Torii Hunter had admired Vladimir Guerrero from afar since 1996, when, as a Minnesota Twins minor leaguer, he came to appreciate the "old-school" sensibilities of the Montreal Expos prospect who played with the hard-nosed, leave-it-all-on-the-field kind of edge Hunter loved.
And it took only a few weeks as Angels teammates this season for Hunter to see why just about every player, coach or manager who has shared a big league clubhouse with Guerrero calls the 33-year-old slugger the most unassuming superstar in baseball.
"He doesn't act like a superstar," Hunter said. "Everybody knows him, but he doesn't act like it. He has no cockiness or selfishness. He's so humble. He doesn't want the spotlight. He's so down to earth it's crazy. And this guy is a sup-er-star."
Tonight, with the Angels opening the American League division series against the Boston Red Sox in Anaheim, would be a good time for Guerrero to start playing like one.
Unlike his fellow dreadlocked Dominican, Manny Ramirez, one of baseball's most accomplished playoff performers with a .376 on-base percentage, 24 home runs and 64 RBIs in 95 postseason games, Guerrero doesn't have much of a playoff pedigree.
From April through September, Guerrero's numbers are Hall of Fame worthy -- the 12-year-veteran has a .323 lifetime average, 392 home runs and 1,268 RBIs.
He had another solid 2008 season, batting .303 with a team-leading 27 homers and 91 RBIs, and batted .322 with 10 home runs and 37 RBI in 46 games after the Angels traded for Mark Teixeira. Guerrero joined Lou Gehrig as the only players in major league history to bat at least .300 with 25 homers for 11 consecutive seasons.

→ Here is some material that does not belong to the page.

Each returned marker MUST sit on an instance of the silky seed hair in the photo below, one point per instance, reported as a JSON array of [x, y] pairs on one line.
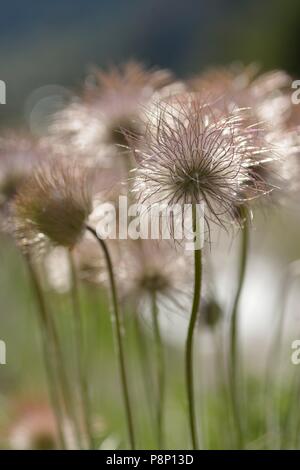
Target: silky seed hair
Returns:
[[192, 153], [53, 205], [94, 122]]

But October has not been as kind to Guerrero, who, in 16 playoff games, all with the Angels, has a .183 average, one home run and seven RBIs, four coming on one swing, a score-tying grand slam in Game 3 of the 2004 division series against the Red Sox, a game, and series, the Angels eventually lost.
The free-swinging Guerrero has a reputation for "hitting balls off his shoelaces or balls thrown at his face out of the park," Hunter said, and Seattle pitcher Jarrod Washburn said Guerrero "can hit any pitch out of the park -- off-speed, fastball in off the plate, away off the plate, down, up . . . he's a freak."
But with little lineup protection in 2004, 2005 and 2007, opposing pitchers expanded the strike zone beyond even Guerrero's considerable reach, feeding him high-and-tight fastballs and breaking balls away -- often way away -- pitches that produced broken bats and weak ground balls.